With the expanded credit businesses get to deduct it twice. “In effect, you receive double benefit from these expenses — a tax deduction and a tax credit,” Meicher explains. “This is an amazing thing for small businesses.”
Yet another alternative applies if a company does not have any base years, Meicher states. It allows businesses in this situation “to simply take 6% of the current year research expense and reduce it by 35%,” he explains.
Another important extender applies to corporations that have recently elected to be taxed under the provisions of Subchapter S of the Internal Revenue Code. The extender package made permanent a reduction in the recognition period from 10 years to five years. Previously, an S corporation had to pay corporate level income taxes — 35% — on the appreciation in assets that existed at the date of the election if there is a sale or other taxable disposition of an asset during the recognition period.

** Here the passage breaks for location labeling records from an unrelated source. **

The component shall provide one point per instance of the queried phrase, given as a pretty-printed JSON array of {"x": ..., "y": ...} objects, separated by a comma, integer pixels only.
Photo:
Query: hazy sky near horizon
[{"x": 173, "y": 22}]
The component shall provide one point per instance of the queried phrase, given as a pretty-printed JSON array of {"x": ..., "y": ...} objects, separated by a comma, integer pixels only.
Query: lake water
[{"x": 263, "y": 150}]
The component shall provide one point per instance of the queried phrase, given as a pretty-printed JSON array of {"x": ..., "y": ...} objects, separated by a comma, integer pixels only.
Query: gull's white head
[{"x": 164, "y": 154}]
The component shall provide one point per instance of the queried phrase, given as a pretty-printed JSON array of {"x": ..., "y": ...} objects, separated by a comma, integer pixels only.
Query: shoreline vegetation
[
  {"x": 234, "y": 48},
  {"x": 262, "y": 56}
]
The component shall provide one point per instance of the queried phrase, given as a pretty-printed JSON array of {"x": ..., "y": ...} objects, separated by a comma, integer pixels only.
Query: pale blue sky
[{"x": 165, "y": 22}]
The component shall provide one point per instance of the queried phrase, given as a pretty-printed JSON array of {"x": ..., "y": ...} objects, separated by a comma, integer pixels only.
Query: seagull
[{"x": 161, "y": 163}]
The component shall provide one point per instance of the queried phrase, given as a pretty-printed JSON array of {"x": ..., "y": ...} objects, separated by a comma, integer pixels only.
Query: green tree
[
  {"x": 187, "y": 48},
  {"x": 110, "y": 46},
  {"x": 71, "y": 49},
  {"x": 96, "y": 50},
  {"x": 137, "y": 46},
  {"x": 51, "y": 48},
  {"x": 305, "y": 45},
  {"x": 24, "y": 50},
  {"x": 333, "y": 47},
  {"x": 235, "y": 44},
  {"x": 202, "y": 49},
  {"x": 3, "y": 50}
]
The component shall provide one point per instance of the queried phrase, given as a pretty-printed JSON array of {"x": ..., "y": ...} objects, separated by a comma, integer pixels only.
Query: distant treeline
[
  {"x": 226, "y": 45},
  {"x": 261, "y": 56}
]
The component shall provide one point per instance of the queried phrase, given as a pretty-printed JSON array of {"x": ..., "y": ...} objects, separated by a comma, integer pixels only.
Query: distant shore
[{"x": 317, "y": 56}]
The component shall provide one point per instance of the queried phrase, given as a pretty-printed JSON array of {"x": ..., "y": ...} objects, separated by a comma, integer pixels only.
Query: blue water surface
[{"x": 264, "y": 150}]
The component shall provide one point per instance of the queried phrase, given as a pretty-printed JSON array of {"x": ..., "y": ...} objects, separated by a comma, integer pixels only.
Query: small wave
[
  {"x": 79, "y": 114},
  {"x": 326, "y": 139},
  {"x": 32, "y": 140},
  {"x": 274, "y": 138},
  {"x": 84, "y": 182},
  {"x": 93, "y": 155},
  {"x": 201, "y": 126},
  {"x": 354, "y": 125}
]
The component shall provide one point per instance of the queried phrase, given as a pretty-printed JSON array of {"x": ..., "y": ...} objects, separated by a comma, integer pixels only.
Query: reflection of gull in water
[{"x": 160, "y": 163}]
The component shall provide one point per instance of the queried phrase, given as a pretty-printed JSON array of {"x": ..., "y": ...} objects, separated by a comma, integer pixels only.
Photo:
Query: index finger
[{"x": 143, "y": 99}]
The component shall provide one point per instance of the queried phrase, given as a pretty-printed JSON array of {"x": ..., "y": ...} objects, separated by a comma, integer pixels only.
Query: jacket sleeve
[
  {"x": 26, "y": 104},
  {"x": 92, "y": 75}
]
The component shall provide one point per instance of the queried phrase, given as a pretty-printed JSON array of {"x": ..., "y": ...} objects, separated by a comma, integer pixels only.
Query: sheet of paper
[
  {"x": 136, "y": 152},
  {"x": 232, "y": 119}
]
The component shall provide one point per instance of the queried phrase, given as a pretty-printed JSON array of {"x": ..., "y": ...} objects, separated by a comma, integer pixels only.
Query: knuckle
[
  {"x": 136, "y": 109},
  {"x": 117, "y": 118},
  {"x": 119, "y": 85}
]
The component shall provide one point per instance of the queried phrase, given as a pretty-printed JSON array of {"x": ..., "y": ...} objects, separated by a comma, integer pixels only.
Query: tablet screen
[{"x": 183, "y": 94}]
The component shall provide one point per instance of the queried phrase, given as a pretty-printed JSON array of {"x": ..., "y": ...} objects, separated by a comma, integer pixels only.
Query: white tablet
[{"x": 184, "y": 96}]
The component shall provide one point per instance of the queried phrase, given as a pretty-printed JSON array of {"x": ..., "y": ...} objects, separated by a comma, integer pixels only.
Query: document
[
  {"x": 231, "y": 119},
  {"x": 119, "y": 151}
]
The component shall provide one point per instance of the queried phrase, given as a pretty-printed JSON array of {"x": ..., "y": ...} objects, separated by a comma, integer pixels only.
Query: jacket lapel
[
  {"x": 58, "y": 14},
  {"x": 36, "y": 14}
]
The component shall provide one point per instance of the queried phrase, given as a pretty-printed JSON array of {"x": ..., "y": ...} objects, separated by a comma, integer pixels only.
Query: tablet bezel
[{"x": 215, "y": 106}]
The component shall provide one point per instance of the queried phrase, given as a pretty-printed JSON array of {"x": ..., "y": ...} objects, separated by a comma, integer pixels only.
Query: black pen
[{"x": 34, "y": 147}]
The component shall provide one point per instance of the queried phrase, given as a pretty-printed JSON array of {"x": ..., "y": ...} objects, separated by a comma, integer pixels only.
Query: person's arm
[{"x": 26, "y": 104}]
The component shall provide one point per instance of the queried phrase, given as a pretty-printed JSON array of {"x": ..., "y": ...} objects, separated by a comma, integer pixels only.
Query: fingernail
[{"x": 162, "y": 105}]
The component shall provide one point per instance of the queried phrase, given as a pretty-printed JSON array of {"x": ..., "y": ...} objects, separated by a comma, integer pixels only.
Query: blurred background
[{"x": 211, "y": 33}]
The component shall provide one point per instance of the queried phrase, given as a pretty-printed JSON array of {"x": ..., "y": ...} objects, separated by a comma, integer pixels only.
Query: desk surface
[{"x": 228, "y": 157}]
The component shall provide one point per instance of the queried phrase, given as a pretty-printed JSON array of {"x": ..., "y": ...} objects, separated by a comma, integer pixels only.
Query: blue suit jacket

As Berman explains, this caused a double tax on the gain on a taxable disposition during the recognition period. “A lot can happen in 10 years that had not been anticipated when the election was made,” he notes. “With that reduced to five years, things still can happen to cause the sale of assets that were appreciated at the time of the ‘S election’ and incur the double tax, but with the period reduced, planning for this concern is more manageable.”
Small considerations
In cased you missed it, the legislation also suspends the Affordable Care Act’s tax on medical devices in 2016 and 2017, it delays the so-called Cadillac tax on expensive health plans from 2018 to 2020, and it extends by five years certain clean energy tax credits for wind and solar.
Most importantly, it represents long overdue recognition that small businesses need some consideration.